When you become a professional in a particular field, you learn the language of that field. As a professional, people hire you to work on their behalf because you have knowledge and skills that they don’t possess. Therefore, you will often find yourself communicating in writing with people who don’t know the language of your field. Your writing has to make sense to the people who read it.
- If you are a medical billing professional, you know what ICD9, HCFA, and CPT mean.

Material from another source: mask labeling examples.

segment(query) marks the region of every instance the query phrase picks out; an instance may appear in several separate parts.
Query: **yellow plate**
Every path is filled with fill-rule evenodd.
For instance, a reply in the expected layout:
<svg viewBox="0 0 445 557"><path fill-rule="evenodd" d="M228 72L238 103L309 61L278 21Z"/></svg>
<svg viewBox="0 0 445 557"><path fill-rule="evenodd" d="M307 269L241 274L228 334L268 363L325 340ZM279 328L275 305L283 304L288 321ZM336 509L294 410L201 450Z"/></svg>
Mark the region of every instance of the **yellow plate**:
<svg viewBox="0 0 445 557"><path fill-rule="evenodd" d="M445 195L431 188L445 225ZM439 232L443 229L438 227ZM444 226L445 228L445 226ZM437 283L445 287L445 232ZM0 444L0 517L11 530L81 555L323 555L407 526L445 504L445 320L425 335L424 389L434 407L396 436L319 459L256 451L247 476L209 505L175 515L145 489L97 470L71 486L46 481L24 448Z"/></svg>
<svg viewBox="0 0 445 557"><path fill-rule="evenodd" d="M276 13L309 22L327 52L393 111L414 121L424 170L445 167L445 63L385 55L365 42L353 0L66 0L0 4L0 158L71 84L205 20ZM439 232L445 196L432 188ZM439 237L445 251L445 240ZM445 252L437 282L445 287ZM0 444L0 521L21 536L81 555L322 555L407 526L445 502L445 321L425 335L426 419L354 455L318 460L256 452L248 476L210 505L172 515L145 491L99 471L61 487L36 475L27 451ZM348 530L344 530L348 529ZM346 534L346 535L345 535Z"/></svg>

- If you are an accountant, you know the difference between a 1099, W-2, W-4, W-9, and K-2 form.
- If you are an IT professional, you speak in terms of servers, routers, and hubs.
- If you are a web developer, your language includes terms like .net, PHP, PPC, monetizing, and URL.
- If you work in a hospital setting, your vocabulary includes terms like DNR, PRN, and QID.
- If you are a statistician, such terms as chi-square, mutually exclusive, regression analysis, and standard deviation are parts of your every day vocabulary.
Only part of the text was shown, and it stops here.